WASHINGTON, DC &#8211 Fire-resistant shirts designed to prevent burn injuries when a firefighter’s outer uniform fails were sitting in storage last year when five District firefighters were injured during a two-alarm blaze.

The reason the shirts were in storage rather than on firefighters? The clothing didn’t have the correct D.C. Fire and Emergency Services logo, Fire Chief Kenneth Ellerbe testified at a hearing Wednesday. Ellerbe added that the order was placed before he started his job last January.

“There were held because of the logo and it’s a polo shirt [so it’s] not a uniform shirt,” Ellerbe said at a D.C. Council Judiciary Committee performance hearing.

Photos taken last month and obtained by The Washington Examiner show the uniforms still sitting in storage, and sources say they are from an order placed in October 2010 to be filled by January 2011. In total, 1,750 shirts costing the city $68,250 have been sitting in boxes for more than a year, according to a source who has the procurement order and spoke to The Examiner on condition of anonymity.

Ed Smith, president of the local firefighters union, told The Examiner that the shirts could have made a difference last year for five men who were sent to the hospital during last April’s house fire at 48th Place Northeast in the Deanwood neighborhood.

Three of the men were in serious condition and a fourth was in critical condition after a roof collapsed on them, creating a superheated chamber.
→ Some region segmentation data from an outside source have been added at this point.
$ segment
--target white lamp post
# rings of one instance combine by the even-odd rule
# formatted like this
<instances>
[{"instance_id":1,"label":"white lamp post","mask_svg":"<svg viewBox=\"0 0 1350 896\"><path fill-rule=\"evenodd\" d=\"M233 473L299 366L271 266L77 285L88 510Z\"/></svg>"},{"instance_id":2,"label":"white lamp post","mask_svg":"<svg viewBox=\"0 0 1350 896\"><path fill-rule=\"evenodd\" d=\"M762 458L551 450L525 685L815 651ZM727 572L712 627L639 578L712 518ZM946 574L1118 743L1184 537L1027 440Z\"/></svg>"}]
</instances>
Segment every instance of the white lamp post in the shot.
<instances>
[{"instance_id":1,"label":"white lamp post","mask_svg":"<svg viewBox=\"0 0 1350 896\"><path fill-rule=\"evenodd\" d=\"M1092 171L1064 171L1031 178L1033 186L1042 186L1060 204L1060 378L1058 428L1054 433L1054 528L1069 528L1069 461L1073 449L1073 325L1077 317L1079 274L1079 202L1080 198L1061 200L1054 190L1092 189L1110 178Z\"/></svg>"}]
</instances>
None of the men had the fire-resistant gear on underneath their uniforms, Smith said.

“[The polos] certainly would have offered better protection for those men than they did sitting on a shelf because of a logo issue,” he said.

At-Large Councilman and Committee Chairman Phil Mendelson, chastised Ellerbe for not telling him about the uniforms.
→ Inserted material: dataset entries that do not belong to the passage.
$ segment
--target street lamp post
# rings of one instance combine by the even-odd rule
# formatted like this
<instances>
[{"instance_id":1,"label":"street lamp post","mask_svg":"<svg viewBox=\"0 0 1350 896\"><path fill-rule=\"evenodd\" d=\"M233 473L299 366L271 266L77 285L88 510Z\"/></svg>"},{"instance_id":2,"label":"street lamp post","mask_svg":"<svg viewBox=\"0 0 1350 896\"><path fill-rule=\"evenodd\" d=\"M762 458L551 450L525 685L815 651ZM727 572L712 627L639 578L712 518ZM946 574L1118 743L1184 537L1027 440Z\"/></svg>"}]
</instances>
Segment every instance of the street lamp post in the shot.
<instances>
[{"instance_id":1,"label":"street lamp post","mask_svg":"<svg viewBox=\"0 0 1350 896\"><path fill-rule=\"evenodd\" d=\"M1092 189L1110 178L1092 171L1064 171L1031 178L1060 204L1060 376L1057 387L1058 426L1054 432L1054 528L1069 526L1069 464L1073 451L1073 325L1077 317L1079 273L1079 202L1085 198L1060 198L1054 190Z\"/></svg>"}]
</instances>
“Every time I’ve asked — up to this week — you’ve said there were none,” he said, adding later, “This has been a big rumor and there’s been a lot of complaints about it.”

All five firefighters are now back on duty, but the department still waits for bidding to close on a new request for fire-resistant shirts. The earliest the shirts could arrive to firehouses would be in mid-June, according to testimony.

A spokesman for Ellerbe did not respond to a request for comment before deadline on Wednesday.

From The Washington Examiner.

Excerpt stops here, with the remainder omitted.